[crossfire] Protocol & compression.

Sun Mar 26 20:00:41 CST 2006

Sebastian Andersson wrote:
> On Sat, Mar 25, 2006 at 10:02:56PM -0800, Mark Wedel wrote:
>>   There are a few likely differences which may or may not effect crossfire in 
>> different ways:
>>
>> 1) Some data crossfire sends is just not compressible.  The PNG data comes to 
>> mind - trying to compress it is at best a waste of time, and at worse, increases 
>> amount of data being transmitted.  The other problem related to this is you'll 
> I've found PNG data to be compressable with zlib.
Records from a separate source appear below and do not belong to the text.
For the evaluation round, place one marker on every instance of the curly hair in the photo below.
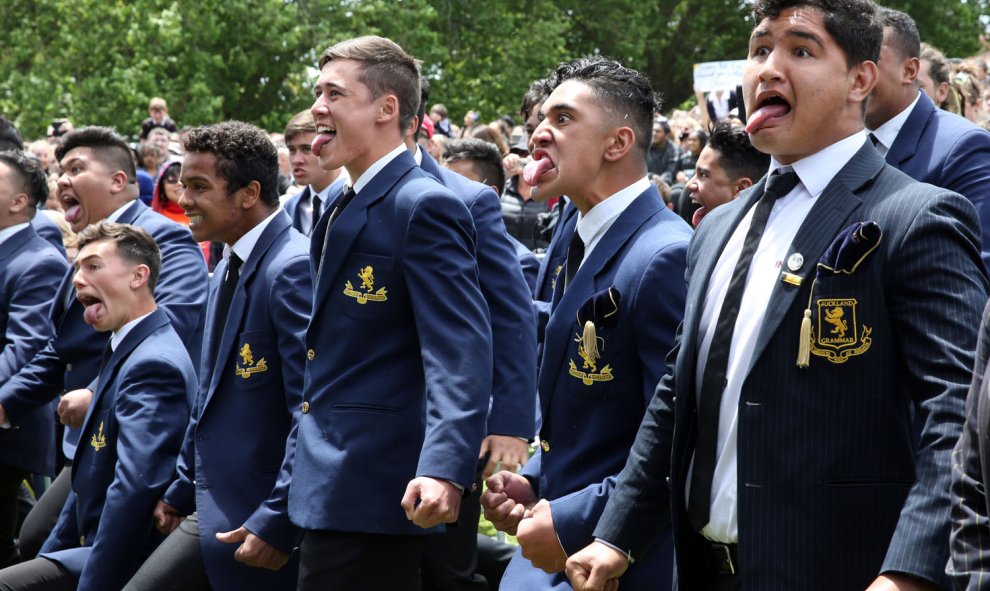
(244, 153)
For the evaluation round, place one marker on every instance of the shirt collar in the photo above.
(600, 217)
(818, 170)
(120, 333)
(377, 167)
(8, 232)
(887, 132)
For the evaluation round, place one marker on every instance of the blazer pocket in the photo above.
(366, 281)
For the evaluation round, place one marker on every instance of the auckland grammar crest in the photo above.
(837, 336)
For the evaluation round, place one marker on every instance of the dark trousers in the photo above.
(346, 561)
(450, 559)
(39, 574)
(10, 487)
(42, 519)
(176, 565)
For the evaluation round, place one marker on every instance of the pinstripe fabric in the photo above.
(833, 488)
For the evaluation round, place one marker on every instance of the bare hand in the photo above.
(538, 539)
(596, 568)
(506, 451)
(166, 517)
(73, 406)
(900, 582)
(508, 497)
(430, 501)
(253, 551)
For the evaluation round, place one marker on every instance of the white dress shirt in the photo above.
(815, 172)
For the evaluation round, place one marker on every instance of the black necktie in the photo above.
(713, 382)
(225, 297)
(575, 254)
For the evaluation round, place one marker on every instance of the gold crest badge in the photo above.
(99, 441)
(838, 336)
(248, 367)
(366, 293)
(588, 351)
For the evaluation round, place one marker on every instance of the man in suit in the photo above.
(30, 271)
(133, 431)
(809, 348)
(926, 143)
(97, 183)
(383, 457)
(450, 559)
(231, 470)
(319, 185)
(613, 320)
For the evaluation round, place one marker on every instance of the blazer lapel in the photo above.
(827, 217)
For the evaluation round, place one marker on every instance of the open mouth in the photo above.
(770, 106)
(537, 167)
(324, 135)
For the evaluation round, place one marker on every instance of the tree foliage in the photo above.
(100, 61)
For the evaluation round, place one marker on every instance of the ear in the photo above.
(622, 140)
(864, 79)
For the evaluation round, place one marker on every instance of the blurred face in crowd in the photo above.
(86, 188)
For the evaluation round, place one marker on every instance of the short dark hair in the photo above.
(852, 23)
(736, 154)
(385, 67)
(484, 156)
(244, 153)
(106, 144)
(620, 90)
(10, 138)
(904, 35)
(134, 245)
(34, 181)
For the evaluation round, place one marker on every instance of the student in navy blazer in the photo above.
(615, 312)
(30, 271)
(134, 427)
(928, 144)
(399, 355)
(96, 185)
(231, 471)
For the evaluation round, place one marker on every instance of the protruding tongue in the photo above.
(760, 116)
(73, 214)
(93, 312)
(535, 169)
(319, 141)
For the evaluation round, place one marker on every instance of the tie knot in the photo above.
(780, 184)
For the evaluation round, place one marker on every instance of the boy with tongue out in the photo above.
(794, 460)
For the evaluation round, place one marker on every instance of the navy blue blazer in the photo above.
(131, 438)
(948, 151)
(505, 290)
(231, 467)
(399, 368)
(71, 358)
(833, 488)
(30, 272)
(591, 411)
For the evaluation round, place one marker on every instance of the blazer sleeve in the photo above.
(935, 324)
(292, 298)
(657, 311)
(454, 331)
(969, 540)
At least if many
> images are sent one after another.
> 
> Perhaps there is a bug in the 1.6 server, but many of the image2
> commands sent contained hundreds of identical octets in a row,
> clearly compressable on their own.

  I just ran a quick test (find . -name "*.png" -exec gzip -vc {} > /dev/null 
\;) , and this is a somewhat typical result of the entire arch tree:

./light/light_bulb_2.base.111.png:       -0.6%
./light/flint_and_steel.base.111.png:     1.5%
./light/torch_unlit.base.111.png:        73.0%
./light/lantern.base.111.png:     4.2%
./light/torch_lit2.base.111.png:         61.9%
./light/light_bulb_1.base.111.png:       -0.9%
./light/lantern2.base.111.png:    4.2%
./light/torch_lit1.base.111.png:         61.2%
./light/light_bulb_4.base.111.png:       -0.6%
./light/light_bulb_3.base.111.png:       -1.5%
./light/lantern_off.base.111.png:         6.7%
./light/lantern2_off.base.111.png:        5.5%

  Some files not compressible, some marginally compressible, and some very 
compressible.

  It seems that one that is compressible, at least doing a single quick test on 
torch_unlit.base.111.png, is that they are indexed images instead of RGB images. 
  I don't know why the difference or if there is even any reason there is one 
(should we convert all the indexed images to RGB?)  AFAIK, none of the code in 
the clients care what the format is, as they just use the png library routines 
to get the image in RGBA format

> If overhead is given, then the system will add that overhead to each
> compressed writing and it will not compress data that is less than
> 16 bytes long. This is not totaly correct of course, the real
> compression overhead (both in bytes and in CPU time) would be larger
> if one would flush after each command. Anyway, the result was that
> with an overhead of just 4 bytes (ie two length bytes + "gz"),
> the result was that 447KB was saved, instead of the 485KB when
> everything was compressed (8% less). On the other hand, 15% less CPU
> was used for the whole program, measured with time and just counting
> the "user time" (~170ms vs ~200ms).

  Thanks for the data.

  One note - if we use a 'gz' prefix, it would have to be 3 bytes, as we would 
need a space after the gz for proper client handling.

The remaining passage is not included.